The US economy is slowing but no indicators are showing signs of acute strain, yet. The July non-farm payrolls of 187k along with a downward revision to the June print (185k) were the smallest labour market gains since the end of 2020 but were accompanied by an acceleration in jobs gains in the household survey and an unemployment rate still near record lows at 3.5%. Average hourly earnings are also slowing but at 4.4% y/y in July remain solidly above pre-pandemic levels. Labour demand still looks to be strong, if less robust than a few months ago: the ratio of job openings to unemployed at 1.6:1 in June is down from nearly 2:1 at the start of the year but compares very favourably with a 2015-19 pre-pandemic average of about 0.9:1.

Activity data is also cooling though hardly falling off a cliff. The main disappointment in recent months has been manufacturing where the ISM index has been sub-50 since November 2022. But the services ISM has actually improved in the June-July prints after hitting a 2023 trough of 50.3 in May. Retail sales are steadily—if slowly—expanding while durable goods ex-transport showed a respectable 0.7% and 0.5% m/m for May and June respectively.
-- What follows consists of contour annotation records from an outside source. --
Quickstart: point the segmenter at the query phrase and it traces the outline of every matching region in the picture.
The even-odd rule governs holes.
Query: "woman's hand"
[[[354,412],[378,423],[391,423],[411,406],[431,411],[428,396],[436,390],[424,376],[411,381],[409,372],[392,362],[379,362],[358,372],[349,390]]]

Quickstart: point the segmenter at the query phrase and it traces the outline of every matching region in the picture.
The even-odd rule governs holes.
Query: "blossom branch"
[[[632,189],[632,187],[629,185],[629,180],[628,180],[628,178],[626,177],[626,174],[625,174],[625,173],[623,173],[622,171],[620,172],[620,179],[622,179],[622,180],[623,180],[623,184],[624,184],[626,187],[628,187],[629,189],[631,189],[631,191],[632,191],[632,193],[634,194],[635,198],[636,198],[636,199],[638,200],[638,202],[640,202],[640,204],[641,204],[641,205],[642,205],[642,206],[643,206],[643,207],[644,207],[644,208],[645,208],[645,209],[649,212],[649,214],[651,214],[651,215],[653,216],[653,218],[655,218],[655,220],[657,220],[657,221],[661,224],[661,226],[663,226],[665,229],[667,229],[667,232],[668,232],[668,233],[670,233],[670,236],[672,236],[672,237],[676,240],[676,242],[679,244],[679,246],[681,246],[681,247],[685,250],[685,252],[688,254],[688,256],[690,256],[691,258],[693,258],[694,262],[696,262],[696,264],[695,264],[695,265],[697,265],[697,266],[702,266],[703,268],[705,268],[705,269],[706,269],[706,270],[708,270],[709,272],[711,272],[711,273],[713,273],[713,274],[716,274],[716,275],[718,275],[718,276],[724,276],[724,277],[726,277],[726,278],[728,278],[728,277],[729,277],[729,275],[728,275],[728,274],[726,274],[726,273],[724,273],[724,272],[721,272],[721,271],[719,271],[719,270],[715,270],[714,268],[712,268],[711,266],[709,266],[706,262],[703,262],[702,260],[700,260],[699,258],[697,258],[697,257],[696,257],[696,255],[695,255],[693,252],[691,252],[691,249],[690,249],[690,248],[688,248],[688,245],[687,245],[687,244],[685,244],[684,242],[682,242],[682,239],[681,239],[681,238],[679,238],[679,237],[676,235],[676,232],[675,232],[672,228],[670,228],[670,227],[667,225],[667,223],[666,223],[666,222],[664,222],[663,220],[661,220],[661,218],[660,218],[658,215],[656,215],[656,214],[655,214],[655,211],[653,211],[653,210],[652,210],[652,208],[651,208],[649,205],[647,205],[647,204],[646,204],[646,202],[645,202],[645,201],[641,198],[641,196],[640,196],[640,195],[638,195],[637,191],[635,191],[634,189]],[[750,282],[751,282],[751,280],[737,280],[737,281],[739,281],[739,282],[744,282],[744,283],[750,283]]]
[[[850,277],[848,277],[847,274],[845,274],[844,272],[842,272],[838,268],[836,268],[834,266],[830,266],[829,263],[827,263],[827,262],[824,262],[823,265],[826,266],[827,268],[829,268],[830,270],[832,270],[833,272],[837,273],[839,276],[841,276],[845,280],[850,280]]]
Consumers also look to be in fair health this far into a rate hiking cycle. Real personal spending surprised in June, rising by 0.4% m/m, while there have been tentative improvements in consumer sentiment. However, the University of Michigan consumer sentiment remains near series lows at just 71.6 for July, below its April 2020 level of 71.8 when the Covid-19 pandemic was in full swing.

The apparent improvement in sentiment shown by the steepening of the 2s10s curve has been accompanied by rising equity markets—the S&P 500 rose 3% in July—and the strongest monthly gain in oil prices since January 2022 (WTI futures added 17% and have trended even higher in early August).

Inflation is the key

But the critical metric for the past two years for the US economy has been inflation. Its post pandemic surge to more than 9% in mid 2022 forced the Federal Reserve into aggressive policy tightening of 525bps, culminating in what we expect will have been the final hike at the July FOMC (25bps). Inflation indicators are now easing—the July headline CPI print came in largely in line with expectations of 3.2% y/y while the m/m change in core CPI of 0.2% for both June and July was the slowest pace since the start of 2021. Signs of disinflation will likely expand in coming months, particularly as the Fed expects shelter inflation to slow or even turn negative by mid-way through 2024.

Even as price pressures ease, we don’t think the Fed will be in a rush to move to accommodative policy. Momentum in the US economy could surprise on the upside for the rest of 2023, particularly if consumer sentiment improves, which raises the risk that inflation could once again flare up. Energy prices could keep upward pressure on headline CPI though we expect the Fed will show limited concern as wholesale price gains are driven more by exogenous factors like OPEC+ production policy than domestic demand. We expect that the Fed will hold rates unchanged for the rest of 2023 and only shift to an accommodative policy stance—via cutting the Fed funds rate—towards the middle of 2024. Disinflation signals should be stronger by then, along with softer economic data, allowing the Fed to cut rates without generating another inflationary impulse. We expect three 25bps cuts in 2024, one in H1 and two spread over H2.